Keto Flourless Egg Banana Pancakes
Here’s another easy recipe for healthy, flourless pancakes that don’t fall apart. Just 3 ingredients and 20 minutes and your delicious keto breakfast or snack is ready.
- 2 bananas
- 4 eggs
- 1 teaspoon of cinnamon
- ½ teaspoon baking powder (optional)
- Mix all the ingredients until well mixed.
- Melt a knob of butter in a pan over medium-high heat and cook about 3 small pancakes at a time (depending on the size of the pan).

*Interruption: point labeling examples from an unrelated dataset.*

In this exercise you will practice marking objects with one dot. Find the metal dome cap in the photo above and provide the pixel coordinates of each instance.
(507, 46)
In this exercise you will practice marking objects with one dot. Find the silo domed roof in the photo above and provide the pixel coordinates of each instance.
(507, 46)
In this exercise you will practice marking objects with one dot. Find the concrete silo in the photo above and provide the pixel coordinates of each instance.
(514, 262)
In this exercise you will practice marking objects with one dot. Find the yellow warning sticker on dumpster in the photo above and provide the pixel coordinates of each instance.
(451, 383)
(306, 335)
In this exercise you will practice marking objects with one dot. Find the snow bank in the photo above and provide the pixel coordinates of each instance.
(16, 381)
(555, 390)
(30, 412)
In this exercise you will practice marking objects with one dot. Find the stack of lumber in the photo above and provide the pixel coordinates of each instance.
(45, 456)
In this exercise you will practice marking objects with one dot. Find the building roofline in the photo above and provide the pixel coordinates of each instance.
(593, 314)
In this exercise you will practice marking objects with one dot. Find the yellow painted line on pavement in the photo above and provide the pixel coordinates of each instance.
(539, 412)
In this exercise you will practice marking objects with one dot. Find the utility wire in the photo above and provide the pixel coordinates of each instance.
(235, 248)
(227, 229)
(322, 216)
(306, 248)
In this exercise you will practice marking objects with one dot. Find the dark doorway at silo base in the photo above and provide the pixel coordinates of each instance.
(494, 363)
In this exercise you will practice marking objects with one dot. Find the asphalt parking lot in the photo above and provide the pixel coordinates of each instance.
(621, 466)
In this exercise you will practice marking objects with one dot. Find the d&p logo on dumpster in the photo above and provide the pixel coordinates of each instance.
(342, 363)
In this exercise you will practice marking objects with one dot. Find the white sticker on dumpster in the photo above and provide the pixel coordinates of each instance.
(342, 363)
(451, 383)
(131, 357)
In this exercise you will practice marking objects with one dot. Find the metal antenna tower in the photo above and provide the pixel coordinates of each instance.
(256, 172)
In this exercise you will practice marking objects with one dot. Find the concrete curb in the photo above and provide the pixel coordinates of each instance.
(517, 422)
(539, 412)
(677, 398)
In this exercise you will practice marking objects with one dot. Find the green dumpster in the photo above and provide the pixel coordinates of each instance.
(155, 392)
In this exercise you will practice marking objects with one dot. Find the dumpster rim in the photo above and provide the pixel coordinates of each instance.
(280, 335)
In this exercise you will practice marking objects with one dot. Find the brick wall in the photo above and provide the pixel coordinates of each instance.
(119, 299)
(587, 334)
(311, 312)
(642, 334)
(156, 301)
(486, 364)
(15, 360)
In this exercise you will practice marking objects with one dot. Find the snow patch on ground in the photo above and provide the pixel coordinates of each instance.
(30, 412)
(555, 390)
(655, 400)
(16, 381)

- Bake the pancakes for about 1-2 minutes per side. You can cover the pan while the pancake cooks on the first side before flipping it over. This allows the top to steam a bit, making it fluffier and easier to flip.

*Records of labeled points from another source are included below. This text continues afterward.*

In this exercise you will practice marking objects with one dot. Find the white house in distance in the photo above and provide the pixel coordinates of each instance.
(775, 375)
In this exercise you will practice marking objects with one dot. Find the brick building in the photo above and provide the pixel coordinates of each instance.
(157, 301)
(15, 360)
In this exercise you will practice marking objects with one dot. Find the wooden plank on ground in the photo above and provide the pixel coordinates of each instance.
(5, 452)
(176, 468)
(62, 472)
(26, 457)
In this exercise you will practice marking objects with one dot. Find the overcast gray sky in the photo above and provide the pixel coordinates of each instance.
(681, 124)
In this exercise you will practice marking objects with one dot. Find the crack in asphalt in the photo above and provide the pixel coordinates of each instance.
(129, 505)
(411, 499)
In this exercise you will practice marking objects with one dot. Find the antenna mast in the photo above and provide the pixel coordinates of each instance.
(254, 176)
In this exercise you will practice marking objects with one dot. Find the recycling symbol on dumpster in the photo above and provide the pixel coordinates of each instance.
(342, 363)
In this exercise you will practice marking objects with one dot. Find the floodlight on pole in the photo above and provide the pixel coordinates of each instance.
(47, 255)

- Serve the pancake as is or with some Greek yogurt and fresh strawberries.
Please take note: Bananas are high in carbohydrates compared to other fruits. Since there is no strict definition for keto/low carb diet, it is up to you to decide if it fits your diet, for your own body. This recipe contains 12g net carbs per serving. If it fits your macro habits and you’re willing to sacrifice some of your daily carb allowance to eat this sweet treat, great! If not, better leave it. Banana pancakes are a much better choice than the floury/sugary variety. So if you’re in the mood for something sweet, this might be all you need to stay on track.